这个词是后世的说法,但放在大宋,对应的就是那些真正懂得实务的官员。

管水利的,要懂水文和工程;管粮仓的,要懂仓储和损耗;管田赋的,要懂丈量和计算;管军工的,要懂冶炼和火药配方。

这些岗位,需要的不是会写诗作赋的文人,而是真正干过、算过、下过功夫的人。

而大宋目前的官场现实是什么?

一个进士出身的知县到地方上任,连田亩册都看不懂,全靠下面的吏员念给他听。

一个管河道的官员,连水涨多高需要加固堤坝都判断不出来,全凭经验老到的河工作主。

这些进士老爷们不是不想干好,而是他们受的教育里,压根就没有这些东西。

而那些真正懂实务的人呢?

他们在底层。他们是那些在地方上干了二十年的老吏,是那些在工坊里摸爬滚打的工匠头目,是那些在太史局里夜观天象的天文生。

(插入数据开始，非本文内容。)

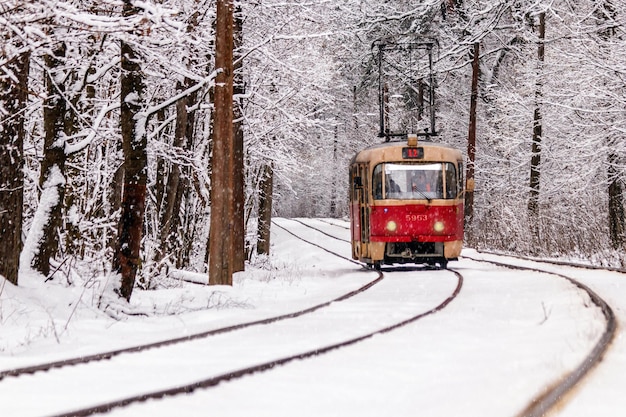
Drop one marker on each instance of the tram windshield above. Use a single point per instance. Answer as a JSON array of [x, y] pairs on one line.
[[415, 181]]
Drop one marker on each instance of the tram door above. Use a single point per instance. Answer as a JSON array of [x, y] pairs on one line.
[[360, 211]]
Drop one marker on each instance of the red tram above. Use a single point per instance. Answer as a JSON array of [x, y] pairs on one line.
[[406, 203]]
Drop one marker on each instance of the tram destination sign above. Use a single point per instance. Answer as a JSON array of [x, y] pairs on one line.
[[412, 153]]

他们没有功名,没有出身,没有门路。他们即便有天大的本事,也只能一辈子在底层打转,永远不可能进入真正的权力体系。

王安石当年看到了这个问题。

熙宁变法期间,王安石大力整顿太学,设「三舍法」,推广「实学」。

他要培养的不是只会吟诗作对的文人,而是能够经世致用的官员。他甚至在科举改革中一度废除了诗赋考试,改考策论,目的就是为了选拔那些有真才实学、能解决实际问题的人。

但王安石的改革最终失败了。

原因很复杂,有保守派的抵制,有新旧党争的激化,也有王安石自身过于激进的策略。

但最根本的原因在于,整个士大夫阶层的根基就是经义和文学,你让一个读了二十年圣贤书的进士去和一个工匠平起平坐,那是要了他们的命。

所以王安石的实学改革,最终只落了一个「重术轻道」的骂名,在士林中备受嘲讽。

到了蔡京时代,哪怕他打著「绍述新法」的旗号,也搞了算学、书学、画学等专科学校,看起来是继承了王安石的路子。

可蔡京本质上是个精致的利己主义者,他搞这些学校不是为了培养人才,而是为了给自己捞取政治资本。他打心底里也看不起这些「伎术官」,不过是因为宋徽宗自己喜欢书画、喜欢祥瑞、喜欢各种奇巧的东西,蔡京才投其所好罢了。

所以,算学表面上有了中央官学的地位,算学生毕业还能授官一一通仕郎、登仕郎、将仕郎。听起来不错,可实际上呢?这些官阶是最低等的文散官,而且算学生毕业后大多被分配到太史局去当「技术员」,一辈子就是个伎术官,升迁的天花板低得令人发指。

在同榜进士们已经在地方上当通判、知州的时候,他们还在太史局里对著浑天仪算星位。士大夫们看他们的眼神,和看一个手艺好一点的木匠没什么区别。

吴晔想到这里,手指在桌面上轻轻叩了两下。

「先生!」

李纲打断了吴晔的思索,起身告辞:

「本来想要跟你多聊一会,看来有事……」

他指了指门外给他使眼色的仆人,做了个抱歉的手势。

吴晔起身,将他们送出去。

等到其他人送走了,吴晔才想起自己那位族兄,被他冷落一边。

他沿著廊道,找到了正在抄录公式的吴吴。

吴晔悄悄走到他的身边,他都没有发觉。

「愿……」

看到吴吴认真的模样,吴晔脑海中有个想法,逐渐成型。